Das Potenzial für die Verdichtung von Städten ist nach wie vor enorm, wie eine am Mittwoch veröffentlichte Studie deutlich machte. Allein auf Supermarktgrundstücken, auf den Dächern von Parkhäusern, Verwaltungen oder durch den Umbau leer stehender Bürogebäude ließen sich den Schätzungen zufolge mehr als 1,2 Millionen neue Wohnungen schaffen. Es geht hier nicht um bestehende Perlen der Architektur, sondern um profane Zweckbauten. Wenn hier die Baufirmen anrücken, entstehen nicht nur neue Wohnungen, sondern auch schönere Gebäude.

Das Problem ist, dass aus einem Flächenpotenzial nicht ohne Weiteres neue Bauprojekte werden.
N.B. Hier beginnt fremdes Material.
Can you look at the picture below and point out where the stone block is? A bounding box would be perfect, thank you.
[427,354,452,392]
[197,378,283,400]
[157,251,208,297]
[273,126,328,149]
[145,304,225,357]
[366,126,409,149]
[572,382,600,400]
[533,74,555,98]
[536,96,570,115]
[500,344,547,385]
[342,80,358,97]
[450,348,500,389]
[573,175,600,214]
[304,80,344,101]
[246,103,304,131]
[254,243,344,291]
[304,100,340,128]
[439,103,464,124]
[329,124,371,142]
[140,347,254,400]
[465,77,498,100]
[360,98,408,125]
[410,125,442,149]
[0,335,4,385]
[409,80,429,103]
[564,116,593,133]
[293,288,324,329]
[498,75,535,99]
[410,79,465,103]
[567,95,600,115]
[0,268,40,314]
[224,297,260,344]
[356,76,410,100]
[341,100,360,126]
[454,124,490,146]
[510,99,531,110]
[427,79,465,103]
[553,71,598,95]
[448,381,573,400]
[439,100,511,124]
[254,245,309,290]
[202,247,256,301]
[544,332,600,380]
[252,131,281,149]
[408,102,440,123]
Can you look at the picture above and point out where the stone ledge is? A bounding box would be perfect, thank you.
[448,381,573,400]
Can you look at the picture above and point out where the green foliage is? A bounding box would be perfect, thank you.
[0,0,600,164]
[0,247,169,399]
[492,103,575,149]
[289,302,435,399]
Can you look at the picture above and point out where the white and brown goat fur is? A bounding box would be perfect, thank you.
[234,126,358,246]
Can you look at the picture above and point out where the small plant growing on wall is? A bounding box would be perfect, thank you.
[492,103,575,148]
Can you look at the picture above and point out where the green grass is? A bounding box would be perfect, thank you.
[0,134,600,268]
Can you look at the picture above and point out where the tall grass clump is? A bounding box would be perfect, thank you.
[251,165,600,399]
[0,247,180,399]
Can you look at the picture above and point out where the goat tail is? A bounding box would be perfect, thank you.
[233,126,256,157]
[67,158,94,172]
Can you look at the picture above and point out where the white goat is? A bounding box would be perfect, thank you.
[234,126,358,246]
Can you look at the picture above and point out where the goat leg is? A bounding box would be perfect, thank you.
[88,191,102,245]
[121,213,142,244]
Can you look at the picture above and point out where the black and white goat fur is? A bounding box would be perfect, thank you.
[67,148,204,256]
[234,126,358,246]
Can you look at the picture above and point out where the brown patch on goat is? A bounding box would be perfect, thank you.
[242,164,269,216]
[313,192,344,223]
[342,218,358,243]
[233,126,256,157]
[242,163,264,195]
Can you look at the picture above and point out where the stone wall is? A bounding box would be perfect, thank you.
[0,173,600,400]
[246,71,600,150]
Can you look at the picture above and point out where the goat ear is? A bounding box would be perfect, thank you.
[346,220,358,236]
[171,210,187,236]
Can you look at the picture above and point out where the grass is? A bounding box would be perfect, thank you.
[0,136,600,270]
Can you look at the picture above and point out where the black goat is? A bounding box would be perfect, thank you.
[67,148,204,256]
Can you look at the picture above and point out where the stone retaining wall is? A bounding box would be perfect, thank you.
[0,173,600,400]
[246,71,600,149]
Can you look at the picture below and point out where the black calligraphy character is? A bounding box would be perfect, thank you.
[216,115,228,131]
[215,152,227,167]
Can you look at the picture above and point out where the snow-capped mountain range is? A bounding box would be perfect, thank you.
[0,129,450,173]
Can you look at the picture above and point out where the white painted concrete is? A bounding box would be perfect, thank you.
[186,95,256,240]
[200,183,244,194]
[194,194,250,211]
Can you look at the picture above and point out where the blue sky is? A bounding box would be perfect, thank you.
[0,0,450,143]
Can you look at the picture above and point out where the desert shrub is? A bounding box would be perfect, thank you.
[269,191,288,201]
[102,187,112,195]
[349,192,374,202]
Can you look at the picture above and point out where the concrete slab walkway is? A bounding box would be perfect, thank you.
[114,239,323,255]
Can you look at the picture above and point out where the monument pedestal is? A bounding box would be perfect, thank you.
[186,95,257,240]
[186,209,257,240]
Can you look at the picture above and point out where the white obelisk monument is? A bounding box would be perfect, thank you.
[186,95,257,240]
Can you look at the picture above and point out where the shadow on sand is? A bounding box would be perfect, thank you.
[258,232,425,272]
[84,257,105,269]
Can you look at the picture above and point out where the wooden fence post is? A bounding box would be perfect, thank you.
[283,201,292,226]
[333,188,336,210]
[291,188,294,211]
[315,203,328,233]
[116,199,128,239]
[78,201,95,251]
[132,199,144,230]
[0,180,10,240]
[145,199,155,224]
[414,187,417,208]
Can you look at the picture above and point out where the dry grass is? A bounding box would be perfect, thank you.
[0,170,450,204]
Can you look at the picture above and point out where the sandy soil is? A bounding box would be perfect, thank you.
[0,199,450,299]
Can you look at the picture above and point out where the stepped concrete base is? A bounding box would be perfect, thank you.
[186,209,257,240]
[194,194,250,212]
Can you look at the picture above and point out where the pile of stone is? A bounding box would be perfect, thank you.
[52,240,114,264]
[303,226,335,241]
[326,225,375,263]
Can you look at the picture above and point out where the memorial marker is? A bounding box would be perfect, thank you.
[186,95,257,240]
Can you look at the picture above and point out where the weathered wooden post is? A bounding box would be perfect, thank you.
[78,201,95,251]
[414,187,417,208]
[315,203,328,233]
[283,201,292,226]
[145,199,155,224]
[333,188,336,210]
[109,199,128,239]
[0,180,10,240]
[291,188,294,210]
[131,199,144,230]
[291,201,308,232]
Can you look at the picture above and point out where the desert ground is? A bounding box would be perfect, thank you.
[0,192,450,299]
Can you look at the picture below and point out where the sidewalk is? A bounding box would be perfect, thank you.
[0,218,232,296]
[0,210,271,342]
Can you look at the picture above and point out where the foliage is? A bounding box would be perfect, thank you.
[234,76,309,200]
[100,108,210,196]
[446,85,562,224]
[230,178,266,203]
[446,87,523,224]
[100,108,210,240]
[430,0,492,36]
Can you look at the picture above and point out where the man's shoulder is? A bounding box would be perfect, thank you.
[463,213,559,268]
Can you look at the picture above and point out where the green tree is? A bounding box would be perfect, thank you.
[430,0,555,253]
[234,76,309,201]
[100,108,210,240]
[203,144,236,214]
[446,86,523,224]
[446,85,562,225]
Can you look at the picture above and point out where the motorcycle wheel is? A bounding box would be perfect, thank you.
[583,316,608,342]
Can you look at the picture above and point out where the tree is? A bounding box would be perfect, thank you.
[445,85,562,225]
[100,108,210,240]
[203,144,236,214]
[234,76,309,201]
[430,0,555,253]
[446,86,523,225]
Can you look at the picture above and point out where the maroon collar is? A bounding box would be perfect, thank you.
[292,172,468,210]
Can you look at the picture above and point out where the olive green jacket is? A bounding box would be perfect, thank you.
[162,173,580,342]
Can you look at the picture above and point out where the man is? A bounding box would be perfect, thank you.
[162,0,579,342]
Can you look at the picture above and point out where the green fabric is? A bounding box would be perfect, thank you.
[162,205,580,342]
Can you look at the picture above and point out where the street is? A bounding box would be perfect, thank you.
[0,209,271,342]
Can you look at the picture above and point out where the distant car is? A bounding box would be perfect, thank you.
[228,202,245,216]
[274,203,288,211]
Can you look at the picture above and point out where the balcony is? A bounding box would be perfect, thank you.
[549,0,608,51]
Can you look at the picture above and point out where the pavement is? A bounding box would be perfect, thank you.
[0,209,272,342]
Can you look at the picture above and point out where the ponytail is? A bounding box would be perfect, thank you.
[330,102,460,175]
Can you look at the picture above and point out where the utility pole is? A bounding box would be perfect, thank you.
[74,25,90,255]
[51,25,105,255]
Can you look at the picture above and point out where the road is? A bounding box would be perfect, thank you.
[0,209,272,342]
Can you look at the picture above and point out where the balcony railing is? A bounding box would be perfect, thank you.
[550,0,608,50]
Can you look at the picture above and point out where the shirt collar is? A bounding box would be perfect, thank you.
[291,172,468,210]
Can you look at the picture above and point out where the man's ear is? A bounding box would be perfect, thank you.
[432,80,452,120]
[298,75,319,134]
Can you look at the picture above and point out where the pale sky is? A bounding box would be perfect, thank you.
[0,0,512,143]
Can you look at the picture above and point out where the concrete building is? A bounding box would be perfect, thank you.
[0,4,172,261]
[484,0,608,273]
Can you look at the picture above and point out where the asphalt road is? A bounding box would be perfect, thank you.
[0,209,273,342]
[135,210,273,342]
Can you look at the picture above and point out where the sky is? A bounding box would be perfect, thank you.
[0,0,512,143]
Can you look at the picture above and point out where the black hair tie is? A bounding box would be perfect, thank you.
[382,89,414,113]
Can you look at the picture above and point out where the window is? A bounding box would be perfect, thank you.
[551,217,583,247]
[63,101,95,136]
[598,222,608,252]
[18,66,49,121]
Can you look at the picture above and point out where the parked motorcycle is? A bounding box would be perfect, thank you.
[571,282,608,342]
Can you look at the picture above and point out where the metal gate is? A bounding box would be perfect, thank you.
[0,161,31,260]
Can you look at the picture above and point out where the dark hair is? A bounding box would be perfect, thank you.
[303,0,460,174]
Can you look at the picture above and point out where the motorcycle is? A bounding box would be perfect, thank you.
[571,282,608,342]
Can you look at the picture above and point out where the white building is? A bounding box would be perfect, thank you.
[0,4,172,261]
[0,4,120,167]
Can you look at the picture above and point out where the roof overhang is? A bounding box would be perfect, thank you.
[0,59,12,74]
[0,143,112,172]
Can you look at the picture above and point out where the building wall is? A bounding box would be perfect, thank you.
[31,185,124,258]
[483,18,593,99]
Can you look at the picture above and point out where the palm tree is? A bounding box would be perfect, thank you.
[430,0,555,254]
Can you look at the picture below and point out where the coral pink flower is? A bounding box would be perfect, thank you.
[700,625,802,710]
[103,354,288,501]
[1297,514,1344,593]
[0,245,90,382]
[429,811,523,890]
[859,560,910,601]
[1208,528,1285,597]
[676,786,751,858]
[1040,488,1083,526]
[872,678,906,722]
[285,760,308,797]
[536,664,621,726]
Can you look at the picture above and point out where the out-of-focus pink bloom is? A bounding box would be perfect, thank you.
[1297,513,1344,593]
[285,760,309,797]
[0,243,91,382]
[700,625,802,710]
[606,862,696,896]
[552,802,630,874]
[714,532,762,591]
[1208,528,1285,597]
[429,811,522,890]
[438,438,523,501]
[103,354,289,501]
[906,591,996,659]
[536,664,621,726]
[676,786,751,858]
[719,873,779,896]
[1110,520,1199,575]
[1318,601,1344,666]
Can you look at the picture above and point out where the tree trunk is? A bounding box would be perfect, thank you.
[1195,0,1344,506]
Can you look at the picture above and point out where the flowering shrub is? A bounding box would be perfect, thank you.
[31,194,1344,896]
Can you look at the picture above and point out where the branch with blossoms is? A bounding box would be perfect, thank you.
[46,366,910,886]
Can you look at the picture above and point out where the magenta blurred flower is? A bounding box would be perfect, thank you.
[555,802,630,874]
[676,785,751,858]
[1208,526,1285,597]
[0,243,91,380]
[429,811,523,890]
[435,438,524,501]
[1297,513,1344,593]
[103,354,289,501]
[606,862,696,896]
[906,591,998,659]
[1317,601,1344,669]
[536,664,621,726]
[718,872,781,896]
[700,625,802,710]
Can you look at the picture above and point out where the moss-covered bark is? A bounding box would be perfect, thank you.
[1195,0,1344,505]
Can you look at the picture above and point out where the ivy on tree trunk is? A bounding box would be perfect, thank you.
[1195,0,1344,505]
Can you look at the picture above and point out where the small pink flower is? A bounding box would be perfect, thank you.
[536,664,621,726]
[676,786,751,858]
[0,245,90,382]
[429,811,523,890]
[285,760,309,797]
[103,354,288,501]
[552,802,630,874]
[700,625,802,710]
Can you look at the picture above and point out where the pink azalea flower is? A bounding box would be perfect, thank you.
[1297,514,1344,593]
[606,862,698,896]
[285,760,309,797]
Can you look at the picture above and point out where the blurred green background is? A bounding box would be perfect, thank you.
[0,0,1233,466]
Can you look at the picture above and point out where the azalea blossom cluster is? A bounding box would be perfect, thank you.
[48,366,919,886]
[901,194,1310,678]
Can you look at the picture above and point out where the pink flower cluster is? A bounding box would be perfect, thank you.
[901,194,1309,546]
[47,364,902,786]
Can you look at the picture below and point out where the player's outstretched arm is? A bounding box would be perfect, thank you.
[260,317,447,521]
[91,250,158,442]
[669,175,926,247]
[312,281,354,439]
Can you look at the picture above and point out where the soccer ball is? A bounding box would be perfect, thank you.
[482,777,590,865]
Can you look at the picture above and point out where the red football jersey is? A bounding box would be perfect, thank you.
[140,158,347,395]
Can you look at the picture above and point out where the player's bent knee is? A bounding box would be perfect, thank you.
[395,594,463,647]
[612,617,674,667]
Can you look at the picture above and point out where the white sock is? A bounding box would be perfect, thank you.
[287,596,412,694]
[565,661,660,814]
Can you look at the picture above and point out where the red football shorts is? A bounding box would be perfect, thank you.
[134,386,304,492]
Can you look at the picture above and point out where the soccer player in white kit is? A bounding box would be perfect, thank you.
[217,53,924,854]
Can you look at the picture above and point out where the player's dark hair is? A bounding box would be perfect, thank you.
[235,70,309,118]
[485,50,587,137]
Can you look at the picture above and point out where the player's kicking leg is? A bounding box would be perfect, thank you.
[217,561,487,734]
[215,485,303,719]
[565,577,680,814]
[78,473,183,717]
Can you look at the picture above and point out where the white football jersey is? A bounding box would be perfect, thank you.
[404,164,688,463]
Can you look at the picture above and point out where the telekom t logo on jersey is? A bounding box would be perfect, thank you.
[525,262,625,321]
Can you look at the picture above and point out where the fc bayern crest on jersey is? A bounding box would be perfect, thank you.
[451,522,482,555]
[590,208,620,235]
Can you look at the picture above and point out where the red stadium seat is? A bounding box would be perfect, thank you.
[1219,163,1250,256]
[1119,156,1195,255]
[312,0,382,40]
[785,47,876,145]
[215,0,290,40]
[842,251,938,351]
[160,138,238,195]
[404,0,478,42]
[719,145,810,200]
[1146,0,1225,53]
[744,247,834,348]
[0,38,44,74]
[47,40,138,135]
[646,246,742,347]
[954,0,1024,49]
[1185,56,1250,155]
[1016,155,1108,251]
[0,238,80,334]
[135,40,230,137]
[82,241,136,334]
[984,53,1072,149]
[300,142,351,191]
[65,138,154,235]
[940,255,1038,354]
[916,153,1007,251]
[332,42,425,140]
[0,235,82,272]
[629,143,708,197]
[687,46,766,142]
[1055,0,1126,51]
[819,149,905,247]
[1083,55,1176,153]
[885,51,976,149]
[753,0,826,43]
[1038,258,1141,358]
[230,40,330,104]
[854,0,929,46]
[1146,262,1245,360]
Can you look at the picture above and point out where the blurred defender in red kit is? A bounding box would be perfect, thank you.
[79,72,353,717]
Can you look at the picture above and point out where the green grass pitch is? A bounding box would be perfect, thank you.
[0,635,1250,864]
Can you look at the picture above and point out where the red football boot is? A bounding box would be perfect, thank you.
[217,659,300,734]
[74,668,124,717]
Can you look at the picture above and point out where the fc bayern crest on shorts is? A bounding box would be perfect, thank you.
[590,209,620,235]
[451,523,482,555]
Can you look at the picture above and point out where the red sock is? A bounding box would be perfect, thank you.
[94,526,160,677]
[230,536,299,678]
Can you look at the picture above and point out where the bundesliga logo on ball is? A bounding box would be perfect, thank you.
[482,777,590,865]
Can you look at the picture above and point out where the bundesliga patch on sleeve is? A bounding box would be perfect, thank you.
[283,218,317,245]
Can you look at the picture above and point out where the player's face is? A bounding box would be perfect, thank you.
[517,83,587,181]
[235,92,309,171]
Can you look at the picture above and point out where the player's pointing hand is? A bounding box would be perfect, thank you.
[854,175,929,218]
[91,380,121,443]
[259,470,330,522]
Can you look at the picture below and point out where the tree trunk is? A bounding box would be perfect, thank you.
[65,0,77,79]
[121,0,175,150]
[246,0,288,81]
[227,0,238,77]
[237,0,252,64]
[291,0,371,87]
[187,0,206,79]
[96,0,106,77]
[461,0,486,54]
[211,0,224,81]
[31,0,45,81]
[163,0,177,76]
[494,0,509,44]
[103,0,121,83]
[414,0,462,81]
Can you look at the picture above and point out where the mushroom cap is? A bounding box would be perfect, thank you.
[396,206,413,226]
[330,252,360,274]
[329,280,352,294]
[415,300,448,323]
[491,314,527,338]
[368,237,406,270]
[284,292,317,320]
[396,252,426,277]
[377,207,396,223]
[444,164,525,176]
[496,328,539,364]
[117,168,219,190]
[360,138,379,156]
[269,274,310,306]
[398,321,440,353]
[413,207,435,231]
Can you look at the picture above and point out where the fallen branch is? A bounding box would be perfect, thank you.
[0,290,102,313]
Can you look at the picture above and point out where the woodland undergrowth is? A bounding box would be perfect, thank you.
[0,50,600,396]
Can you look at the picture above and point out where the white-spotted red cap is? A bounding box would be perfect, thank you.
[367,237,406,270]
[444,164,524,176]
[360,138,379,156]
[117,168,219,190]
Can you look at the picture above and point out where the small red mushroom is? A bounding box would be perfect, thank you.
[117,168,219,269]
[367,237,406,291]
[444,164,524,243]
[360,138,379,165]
Ein branchenfremdes Unternehmen, das in einem dreistöckigen Büroklotz arbeitet, kommt wohl nicht von sich aus auf die Idee, noch ein Stockwerk mit Wohnungen draufzusetzen. Öffentliche Verwaltungen, die in Gebäuden der öffentlichen Hand residieren, kommen als Investoren auch kaum infrage. Um auf breiter Front Projekte dieser Art anzuschieben, braucht es politische Initiativen. Die Bundesregierung täte gut daran, sich mit diesem Thema näher zu befassen.